26      S’agissant du terme composé « ecoperfect », force est de constater, à l’instar de la chambre de recours, que ce néologisme sera immédiatement compris par le public pertinent comme étant la juxtaposition des mots « eco » et « perfect » et comme signifiant « écologiquement parfait ».

27      La conclusion de la chambre de recours exposée au point précédent ne saurait être remise en cause par les arguments de la requérante.

28      Premièrement, la requérante fait valoir que le signe EcoPerfect constitue un néologisme et qu’il ne fait pas partie du vocabulaire de la langue anglaise.

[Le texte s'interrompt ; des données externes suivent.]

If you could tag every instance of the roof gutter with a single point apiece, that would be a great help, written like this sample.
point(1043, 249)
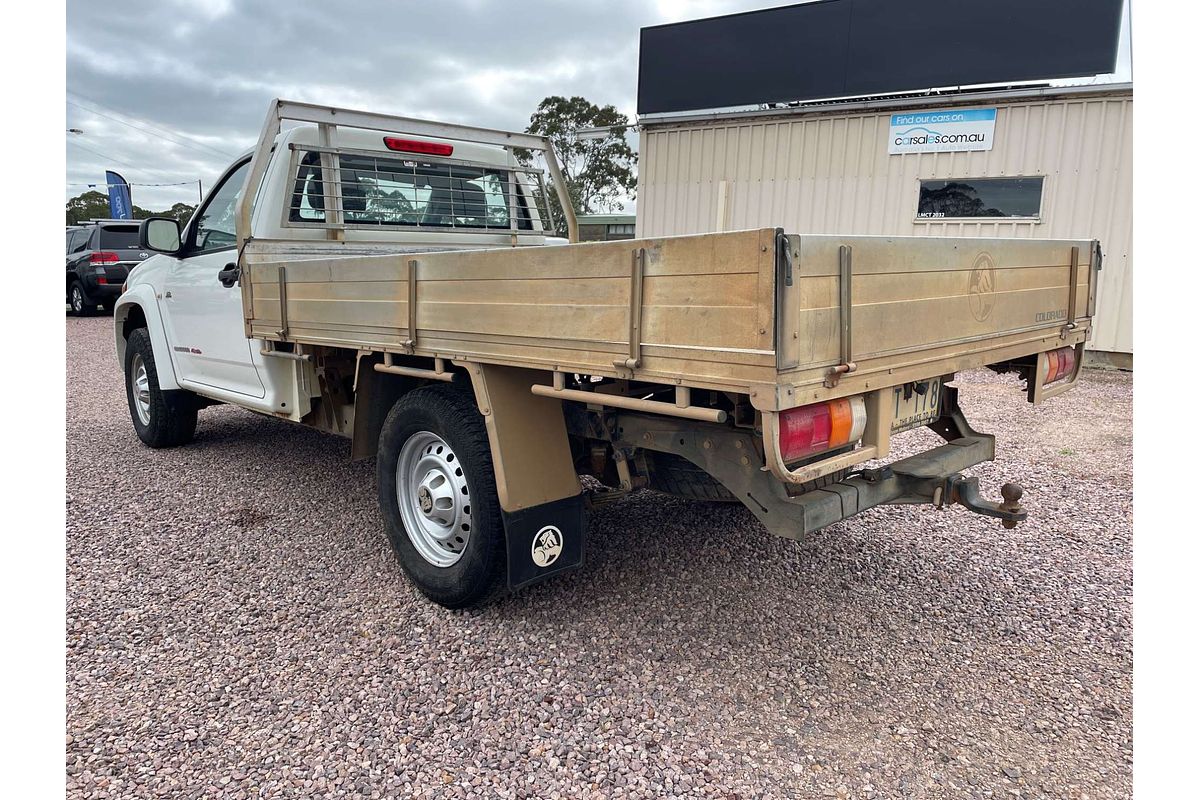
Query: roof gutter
point(879, 103)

29      Or, conformément à la jurisprudence, l’OHMI n’a pas d’obligation de prouver que le signe en cause figure dans le dictionnaire. Le caractère enregistrable d’un signe en tant que marque communautaire ne doit être apprécié que sur la base de la réglementation pertinente telle qu’interprétée par le juge de l’Union. Dès lors, il suffit que la chambre de recours ait appliqué le critère du caractère descriptif, tel qu’interprété par la jurisprudence, pour prendre sa décision [voir arrêts du Tribunal du 21 janvier 2009, Korsch/OHMI (PharmaCheck), T‑296/07, non publié au Recueil, point 44, et du 17 juin 2009, Korsch/OHMI (PharmaResearch), T‑464/07, non publié au Recueil, point 40, et la jurisprudence citée], ce qui a été le cas en l’espèce.

30      Deuxièmement, la requérante soutient que le terme « ecoperfect » est contraire à l’usage de la langue anglaise en matière d’écologie, car, en anglais, d’autres expressions, comme « environmentally friendly » ou « non-polluting », sont utilisées.

31      Or, il est de jurisprudence constante que, pour que l’OHMI oppose un refus d’enregistrement sur le fondement de l’article 7, paragraphe 1, sous c), du règlement n° 207/2009, il n’est pas nécessaire que les signes et indications composant la marque visée par cet article soient effectivement utilisés au moment de la demande d’enregistrement à des fins descriptives de produits tels que ceux pour lesquels la demande est présentée ou des caractéristiques de ces produits. Il suffit, comme l’indique le contenu même de cette disposition, que ces signes et indications puissent être utilisés à de telles fins (voir arrêts PharmaCheck, précité, point 43, et PharmaResearch, précité, point 39, et la jurisprudence citée).

32      Troisièmement, la requérante fait valoir que la construction du signe EcoPerfect est contraire aux règles linguistiques et grammaticales anglaises, en raison de l’écriture en majuscules de la première lettre des termes « eco » et « perfect », ainsi que de l’absence de tiret ou d’espace entre les deux termes.

33      À cet égard, il convient de souligner que le simple fait qu’un signe soit doté d’une structure grammaticale incorrecte ne permet pas de considérer qu’il crée une impression suffisamment éloignée de celle produite par les termes qui le composent [voir, en ce sens, arrêt du Tribunal du 7 juin 2005, Münchener Rückversicherungs‑Gesellschaft/OHMI (MunichFinancialServices), T‑316/03, Rec. p. II‑1951, point 36].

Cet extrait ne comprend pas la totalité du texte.